売上高は前回予想を300万円下回る37億9500万円(前回予想比0.1%減)、営業利益は2500万円下回る7800万円(同24.3%減)、経常利益は2300万円下回る8300万円(同21.7%減)、純利益は5億2700万円下回る△4億6100万円を見込む。
修正理由としては、シリウステクノロジーズより事業を譲受けたモバイルSEO事業に関して、事業を取り巻く環境の大きな変化により、当初の計画と大幅な差異が発生する可能性が高くなったため、将来の回収可能性を保守的に検討した結果、5億5900万円の減損損失を特別損失として計上したことを挙げている。
現在、同社はグローバル化を進めている。これまで行ってきた国内企業向けから、海外にもビジネスの目を向け、多言語化を進めている。そのため、外国人の採用を強化している。
今後は、海外のユーザー向けに、英語、フランス語、中国語、韓国語、スペイン語といった多言語のホームページを作ると共に、それぞれの言葉で検索できる検索エンジンも提供できるように取り組みを始めている。そのため、昨年6月に、多言語が得意な制作会社であるアート・スタジオ・サンライフを子会社化した。

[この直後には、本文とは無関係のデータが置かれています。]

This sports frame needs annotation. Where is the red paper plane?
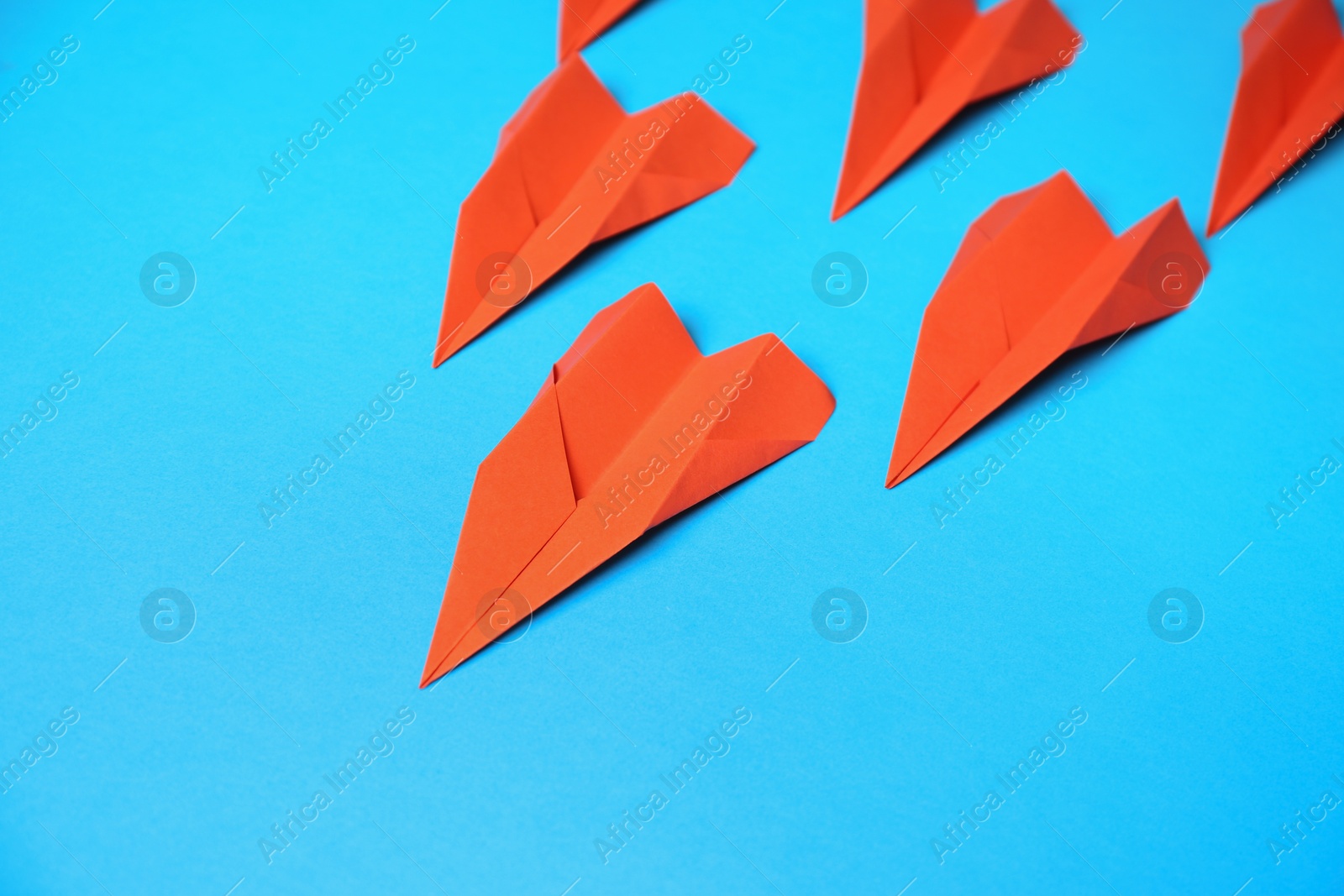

昨年10月に観光庁が新設され、この7月1日からは中国人の個人向け観光ビザが解禁となったように、政府は国を挙げて海外からの観光客を増やす活動に取り組んでいる。同社では既に、観光スポットの宿泊施設をターゲットに、外国人専用ホームページと検索エンジンの制作を提案している。
一方で、日本の製品を海外で販売するためのECサイトにも着目している。内需拡大が叫ばれているが、ITによる外需の取り込みも重要で、同社が提案する海外向けのホームページ、検索エンジンはこの点における一つの解決策ともいえる。
今回は、減損損失を計上したための下方修正となったが、既に今後の業績回復に向けての取り組みは始まっている。